Der Welt ein Schnäppchen schlagen
Leute, begrüßen wir die neue Kargheit mit Stil: Es bleibt uns nichts anderes übrig.
Vorauseilende Verarmungs-Panik, die sich wie ein Schimmelpilz in unseren Gemütern absetzt. Bei einfachen Gerichten (tschüss nachhaltiges Thunfisch-Steak, hallo Karfiol mit Bröseln!) und den Weißwein-Beständen aus einem sorgenfreien Leben überlegen meine Freunde und ich, wie wir der Welt ein Schnäppchen schlagen. Für Flix-Busreisen sind wir tatsächlich zu alt, aber das Auto kommt in Bälde weg. Zugfahren ist außerdem extrem entspannend, man kann dort in aller Ruhe die alten Russen lesen – wenn nicht von barrierefreier Pädagogik verseuchte Kleinkinder gerade die Grenzen ihrer Bezugspersonen austesten.

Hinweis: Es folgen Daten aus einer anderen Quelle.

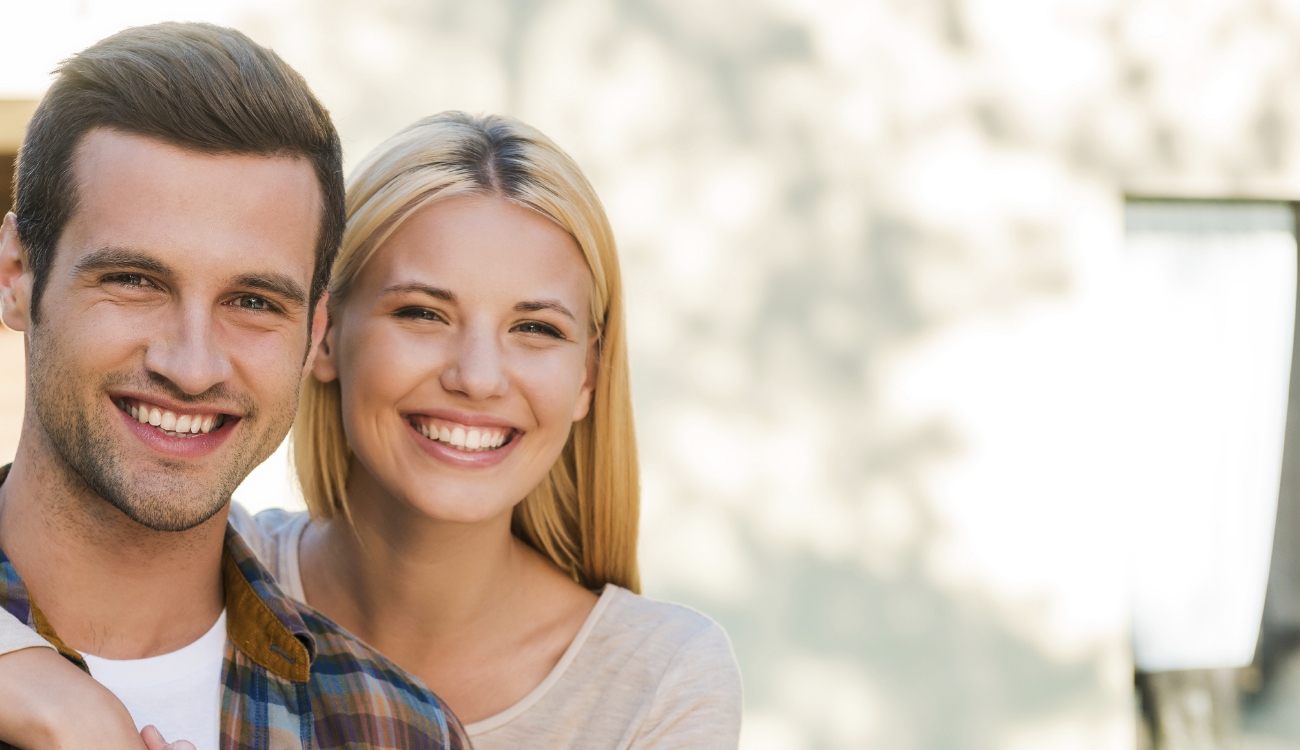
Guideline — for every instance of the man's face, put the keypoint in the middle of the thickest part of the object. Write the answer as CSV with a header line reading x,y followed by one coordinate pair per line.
x,y
174,323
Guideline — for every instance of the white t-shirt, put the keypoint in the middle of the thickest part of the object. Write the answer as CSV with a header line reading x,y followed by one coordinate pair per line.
x,y
180,693
638,675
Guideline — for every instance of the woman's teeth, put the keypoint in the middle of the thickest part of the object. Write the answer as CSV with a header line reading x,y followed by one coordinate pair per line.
x,y
463,437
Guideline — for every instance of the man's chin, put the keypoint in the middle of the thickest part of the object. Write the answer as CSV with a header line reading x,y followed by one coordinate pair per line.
x,y
168,516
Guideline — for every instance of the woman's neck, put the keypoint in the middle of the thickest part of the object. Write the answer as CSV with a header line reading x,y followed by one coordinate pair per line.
x,y
469,608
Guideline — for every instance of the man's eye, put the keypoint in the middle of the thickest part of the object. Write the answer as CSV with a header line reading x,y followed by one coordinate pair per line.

An sich bin ich von einer Listenphobie getragen, aber neuerdings führe ich eine, um abzuchecken, wie viele Lebensmittel, weil man zu enthusiastisch eingekauft hat, in den Müll wandern. Brennend rotes Schamgefühl: Es sind einfach zu viele. Der Dauerbrandofen in meinem Wohnzimmer, den ich seit 25 Jahren nicht benutze, entwickelt das Charisma eines malerischen Mahnmals. Ich rufe circa 30 Ofenmeister durch, die sich nahezu in machtherrlichen Lachkrämpfen kringeln, als man mit Piepsstimme versucht, einen Wartungstermin im Oktober zu bekommen.
Weil Jupiter gut drauf ist, erwische ich dann doch einen Hafner-Gott, dem ein roter Teppich in Form von frischen Mandelcroissants, devoter Dankbarkeit und geschäumtem Kaffee aufbereitet wird. Ich denke an die Jahre, in denen ich mit Scheuklappen im Überfluss geschwommen bin und an meine Oma, die für ihre zwei Kinder aus alten Kartoffelschalen während des Krieges Suppen zaubern musste; an den Christkindlbrief meiner Tante, die sich nichts als drei Orangen und ein paar Buntstifte wünschte. Das Fazit des Dialogs mit mir selbst: Hab’ dich nicht so! Und proklamieren wir die Kargheit 2.0 einfach als neuen Lifestyle-Trend, einem öko-herzigen Minimalismus. Wenn ich den Ofen erstmal anwerfe, wird es eine Premieren-Party geben: Vorglühen im doppelten Sinn.